Another question is why the VEGF-A concentrations are low in the VH with fibrotic tissue subgroup. A study by Kuiper et al23 could explain the situation; they found that after the increase in the VEGF-A concentration in the VH stage, the level of connective tissue growth factor (CTGF) also increases and inactivates VEGF-A, so its concentrations decrease gradually. Van Geest RF et al24 even reported that the CTGF/VEGF ratio was a strong predictive factor in the formation of fibrotic tissue in PDR. These results further support that anti-VEGF therapy should not be given when there are already fibrovascular membranes present because it could possibly aggravate angiofibrotic switch that could accelerate TRD.
In this study, we also reported interesting results regarding the vitreous VEGF-A/PDGF-AB ratio in each PDR subgroup. To the best of our knowledge, this is the first study to report the vitreous VEGF-A/PDGF-AB concentration ratios in PDR group. The ratio of the VH with fibrotic tissue subgroup was lower than that of the VH subgroup, and surprisingly, the ratio was not only influenced by lower VEGF-A concentration but also by higher PDGF-AB concentration. Based on these findings, we assume that there is an indication that the vitreous VEGF-A/PDGF-AB ratio attempted to reach an equilibrium state in the VH with fibrotic tissue subgroup and that the ratio was possibly related to the process of fibrotic tissue formation.

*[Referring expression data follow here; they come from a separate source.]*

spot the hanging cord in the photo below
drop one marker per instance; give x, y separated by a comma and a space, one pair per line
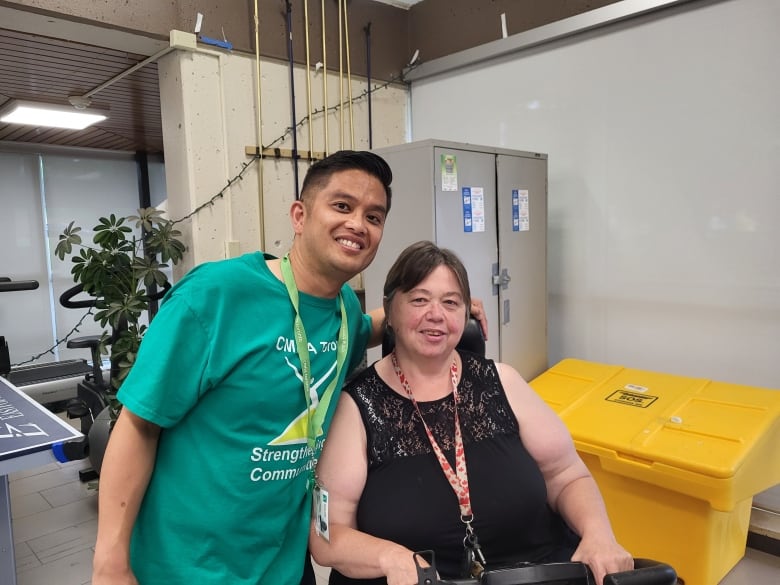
367, 29
292, 98
308, 74
349, 78
325, 81
366, 93
260, 197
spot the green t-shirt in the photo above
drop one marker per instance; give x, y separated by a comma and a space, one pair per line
218, 370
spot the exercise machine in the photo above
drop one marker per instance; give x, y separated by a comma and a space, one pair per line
645, 572
45, 383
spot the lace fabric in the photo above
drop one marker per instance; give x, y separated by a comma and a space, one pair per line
394, 428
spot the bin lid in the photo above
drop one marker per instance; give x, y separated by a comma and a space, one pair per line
714, 429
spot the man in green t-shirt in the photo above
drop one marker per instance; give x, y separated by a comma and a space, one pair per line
208, 473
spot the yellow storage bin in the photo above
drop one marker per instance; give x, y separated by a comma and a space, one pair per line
677, 459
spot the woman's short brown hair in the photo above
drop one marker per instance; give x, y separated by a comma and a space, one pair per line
416, 263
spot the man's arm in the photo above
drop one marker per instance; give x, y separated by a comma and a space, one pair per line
124, 477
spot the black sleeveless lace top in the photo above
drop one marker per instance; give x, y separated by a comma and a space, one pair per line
407, 498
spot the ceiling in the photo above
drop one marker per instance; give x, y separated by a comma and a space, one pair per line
39, 62
40, 68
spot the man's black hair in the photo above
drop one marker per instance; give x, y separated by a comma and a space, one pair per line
347, 160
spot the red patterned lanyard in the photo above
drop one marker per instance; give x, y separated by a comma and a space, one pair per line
459, 478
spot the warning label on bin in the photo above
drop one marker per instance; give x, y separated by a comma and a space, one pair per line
631, 398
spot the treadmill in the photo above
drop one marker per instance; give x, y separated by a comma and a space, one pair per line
45, 383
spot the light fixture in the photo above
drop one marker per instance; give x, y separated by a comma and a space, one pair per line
51, 115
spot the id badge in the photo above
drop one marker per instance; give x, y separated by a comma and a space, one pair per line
321, 512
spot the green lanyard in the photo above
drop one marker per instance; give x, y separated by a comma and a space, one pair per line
302, 345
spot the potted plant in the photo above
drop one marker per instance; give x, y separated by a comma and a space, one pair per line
119, 271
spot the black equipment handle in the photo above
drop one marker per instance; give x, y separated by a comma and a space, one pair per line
65, 298
645, 572
8, 285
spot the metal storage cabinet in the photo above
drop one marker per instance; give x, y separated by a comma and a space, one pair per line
500, 234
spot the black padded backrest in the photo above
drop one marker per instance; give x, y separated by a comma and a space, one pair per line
472, 339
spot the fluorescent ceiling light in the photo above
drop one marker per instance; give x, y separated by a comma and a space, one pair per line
55, 116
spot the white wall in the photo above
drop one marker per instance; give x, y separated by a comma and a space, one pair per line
209, 116
663, 136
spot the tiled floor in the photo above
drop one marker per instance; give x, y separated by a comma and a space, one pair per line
55, 521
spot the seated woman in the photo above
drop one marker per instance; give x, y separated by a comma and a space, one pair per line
431, 448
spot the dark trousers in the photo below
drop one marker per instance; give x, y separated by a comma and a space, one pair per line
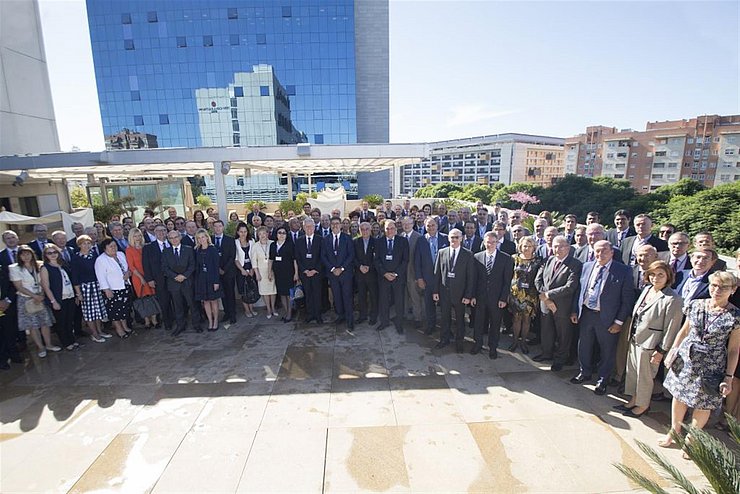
367, 295
228, 281
65, 318
165, 303
556, 335
341, 288
430, 309
182, 301
397, 290
448, 307
488, 322
312, 288
593, 331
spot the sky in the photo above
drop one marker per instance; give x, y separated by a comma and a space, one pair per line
469, 68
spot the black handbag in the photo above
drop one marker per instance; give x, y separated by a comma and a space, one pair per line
250, 293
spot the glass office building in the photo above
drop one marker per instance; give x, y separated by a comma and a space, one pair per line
192, 73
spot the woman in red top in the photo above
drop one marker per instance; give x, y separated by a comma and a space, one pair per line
133, 258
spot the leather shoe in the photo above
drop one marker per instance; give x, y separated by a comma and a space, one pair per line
600, 388
580, 379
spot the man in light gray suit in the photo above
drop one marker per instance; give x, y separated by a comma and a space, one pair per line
413, 292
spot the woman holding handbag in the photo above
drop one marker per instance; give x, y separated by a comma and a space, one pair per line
33, 315
245, 281
141, 287
704, 356
57, 285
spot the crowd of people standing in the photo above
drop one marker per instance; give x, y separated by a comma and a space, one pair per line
648, 310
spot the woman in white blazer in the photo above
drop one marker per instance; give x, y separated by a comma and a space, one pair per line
656, 319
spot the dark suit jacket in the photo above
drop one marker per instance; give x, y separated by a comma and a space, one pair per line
423, 257
475, 245
152, 260
617, 295
227, 252
173, 266
398, 263
626, 247
561, 285
463, 285
344, 258
495, 287
363, 258
611, 235
301, 252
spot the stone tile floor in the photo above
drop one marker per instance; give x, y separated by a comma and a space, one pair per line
264, 406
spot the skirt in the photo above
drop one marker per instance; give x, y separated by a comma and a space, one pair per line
118, 306
33, 321
93, 302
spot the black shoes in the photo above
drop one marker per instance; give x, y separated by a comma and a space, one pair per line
600, 388
580, 379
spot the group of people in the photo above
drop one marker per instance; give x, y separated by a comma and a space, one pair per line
649, 312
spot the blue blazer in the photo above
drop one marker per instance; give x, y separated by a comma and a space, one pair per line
617, 296
344, 258
423, 262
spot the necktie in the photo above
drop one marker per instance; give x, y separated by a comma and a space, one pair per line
593, 295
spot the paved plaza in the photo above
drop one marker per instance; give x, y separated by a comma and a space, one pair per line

The empirical results reported herein should be considered in light of some limitations. It is quite difficult to find truly healthy subjects to be included in the control group in our study; thus, they are subject to biases and confounding factors that may influence our results. However, we attempted to exclude any control eyes with conditions that could influence growth factor concentrations, including fragmented nucleus drop. Besides, for the patients with PDR in our study, advanced examinations, such as fundus fluorescein angiography and optical coherence tomography, were not performed to clearly state the ischemic condition of the retina. We also have a relatively small sample size compared with the other previous related studies, but we used proper statistical analyses to maintain good results.
High concentrations of VEGF and PDGF in vitreous samples of PDR eyes, but not in serum samples, indicate its local related activity in PDR pathology. The vitreous VEGF-A concentrations in the VH with fibrotic tissue subgroup was low in contrast to the PDGF-AB concentrations. The vitreous VEGF-A/PDGF-AB ratio is possibly associated with the formation of fibrotic tissue in PDR. Further investigations and experimental studies using animal models may be required in the future.
We would like to express our great appreciation to Dr Burhanuddin Bahar, MS for assistance with statistical analyses, and Dr Rizalinda Sjahril, MSc, PhD for her valuable and constructive suggestions during the planning and development of this research work. The authors also would like to thank Enago for the English language review.
The authors report no conflicts of interest in this work.